Auch komplexere Planungs- und Abrechnungssysteme wie etwa die Grenzplankostenrechnung und neuere Anforderungen wie die Prozesskostenrechnung lassen sich mit der GBS-Kostenrechnung umsetzen. Besonders wichtig fuer Tochterunternehmen auslaendischer Muttergesellschaften wie die VCL: Das System beinhaltet Funktionen fuer die Konzernabwicklung, Fremdwaehrungsbuchhaltung sowie das Berichtswesen nach den EG- und US-Steuervorschriften.

Schritt fuer Schritt hat VCL saemtliche Module eingefuehrt. Die entscheidende Vorgabe an die GBS wie auch an die Lieferanten der parallel eingefuehrten Auftragsabwicklung (GE2000 - Geschaeft 2000 der Firma Schoenenberg) war die automatische Uebergabe der Daten aus der alten, selbstgestrickten Auftragsabwicklung, um die Doppelerfassung von Daten zu vermeiden. Eine Anforderung, die problemlos erfuellt wurde.

Nach der Einfuehrung der neuen Software verringerte sich der Buchungsaufwand im Hause VCL drastisch. Mit der Folge, dass die Zahl der Arbeitsplaetze in der Buchhaltung mehr als halbiert wurde: Gab es vor der Software-Einfuehrung 15 Mitarbeiter im Rechnungswesen, sind es heute nur noch sieben - bei wesentlich groesserer Quantitaet und Qualitaet des Outputs.
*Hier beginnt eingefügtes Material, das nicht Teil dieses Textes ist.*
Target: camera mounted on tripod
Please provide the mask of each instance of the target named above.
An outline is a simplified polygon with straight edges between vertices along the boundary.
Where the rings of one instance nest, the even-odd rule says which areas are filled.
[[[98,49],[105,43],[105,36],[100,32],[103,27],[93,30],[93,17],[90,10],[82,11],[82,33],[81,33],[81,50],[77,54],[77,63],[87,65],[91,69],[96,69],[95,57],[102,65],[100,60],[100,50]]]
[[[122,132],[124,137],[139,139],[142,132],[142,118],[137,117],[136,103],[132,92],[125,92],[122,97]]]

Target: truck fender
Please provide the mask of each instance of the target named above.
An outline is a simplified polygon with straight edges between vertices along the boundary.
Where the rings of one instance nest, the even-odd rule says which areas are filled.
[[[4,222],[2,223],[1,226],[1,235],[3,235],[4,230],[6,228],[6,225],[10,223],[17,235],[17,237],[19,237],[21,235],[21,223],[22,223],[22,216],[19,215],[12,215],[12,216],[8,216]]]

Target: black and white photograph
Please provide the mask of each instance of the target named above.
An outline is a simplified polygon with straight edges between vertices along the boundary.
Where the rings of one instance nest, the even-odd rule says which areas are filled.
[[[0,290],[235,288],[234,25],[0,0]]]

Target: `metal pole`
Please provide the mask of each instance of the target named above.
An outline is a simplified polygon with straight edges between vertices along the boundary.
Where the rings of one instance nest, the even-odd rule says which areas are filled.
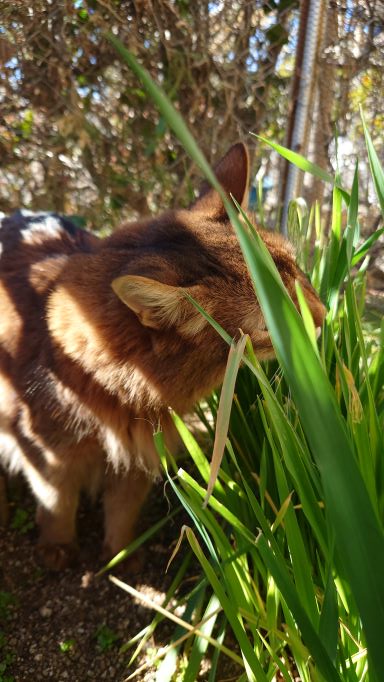
[[[301,79],[293,124],[291,148],[293,151],[300,151],[304,154],[306,153],[306,149],[304,149],[305,127],[308,119],[311,84],[314,78],[316,48],[318,45],[319,31],[321,30],[323,4],[324,0],[310,0],[309,3]],[[297,191],[298,174],[299,169],[290,164],[281,220],[282,231],[285,235],[287,234],[288,227],[288,205]]]

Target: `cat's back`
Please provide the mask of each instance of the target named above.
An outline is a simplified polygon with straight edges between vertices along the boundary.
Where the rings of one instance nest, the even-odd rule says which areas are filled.
[[[98,239],[54,213],[17,211],[0,217],[1,364],[20,354],[22,338],[41,342],[46,296],[72,254]],[[32,332],[32,333],[31,333]]]
[[[0,214],[0,275],[16,274],[46,258],[92,251],[99,239],[55,213]]]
Monat fuer Monat erarbeitet das kleine Team einen fuenf Zentimeter hohen Stapel an Berichten und Auswertungen: drei Bilanzen und drei Gewinn-und- Verlust-Rechnungen nach deutschem und/oder amerikanischem Recht; Konsolidierungen; Altersstrukturanalysen der Forderungen; Kostentraeger- und Kostenstellenberichte, sowohl in der Zeitreihe als auch kumuliert, mit Budget- und Vorjahresvergleich. Alles versandfertig, nur fuenf Tage nach Monatsende - fuer die Mutter in den USA.

Pruefungsgebuehren konnten halbiert werden

Die Steigerung der Berichtsqualitaet war vor allem deshalb moeglich, weil sich im neuen System jeder Sachverhalt mit einer einzigen Buchung vollstaendig, also mit Konto, Kostenstelle und Kostentraeger, abbilden laesst. Erleichternd kommt hinzu, dass Berichte und Berichtsfluss so aufgebaut werden koennen, dass sich jede Zahl ohne grossen Aufwand bis zum Urbeleg zurueckverfolgen laesst, was den Kontrollaufwand insbesondere bei Unstimmigkeiten enorm reduziert. Zudem hat der jeweilige Abteilungsleiter auf dem Urbeleg sowohl Kostenstellen als auch Kostentraeger fuer die jeweiligen Betraege eingetragen.

Stark abgenommen hat offenkundig die Belastung der Buchhaltungsmitarbeiter hinsichtlich der Erteilung von Auskuenften fuer die jaehrliche Wirtschaftspruefung, waehrend sich gleichzeitig die Pruefungsgeschwindigkeit dank uebersichtlicher und klar strukturierter Daten erhoehte. "So konnten wir auch noch die Pruefungsgebuehren halbieren", freut sich Bussjaeger. Tabellenkalkulationen, frueher von zahlreichen Mitarbeitern als Unterbuchhaltungen gefuehrt, werden heute als Ergaenzung von lediglich einer Mitarbeiterin erledigt. Und obwohl die Personalreduzierung besonders stark die Debitorenbuchhaltung betraf, findet eine detailliertere Kundenueberwachung und Kreditlimitpflege statt als frueher.

Mittels Schulungen will man bei VCL den Umgang der Benutzer mit dem von GBS eingesetzten Datenbanksystem "Progress" verbessern und die Anwendungen im Bereich Debitoren ausweiten. Ziel: mehr Informationen ueber Kunden und in Verbindung mit der Auftragsabwicklung eine noch feinere Steuerung der Auslieferungen. Ausserdem sollen die Lohn- und Gehaltsdaten von der Datev automatisch uebertragen und verbucht werden. Des weiteren will man das gesamte Filmvermoegen in die GBS-Anlagenbuchhaltung uebertragen und zwar zur punktgenauen Filmabschreibung und automatischen Verbuchung.

* Heidrun Haug ist Fachjournalistin in Tuebingen.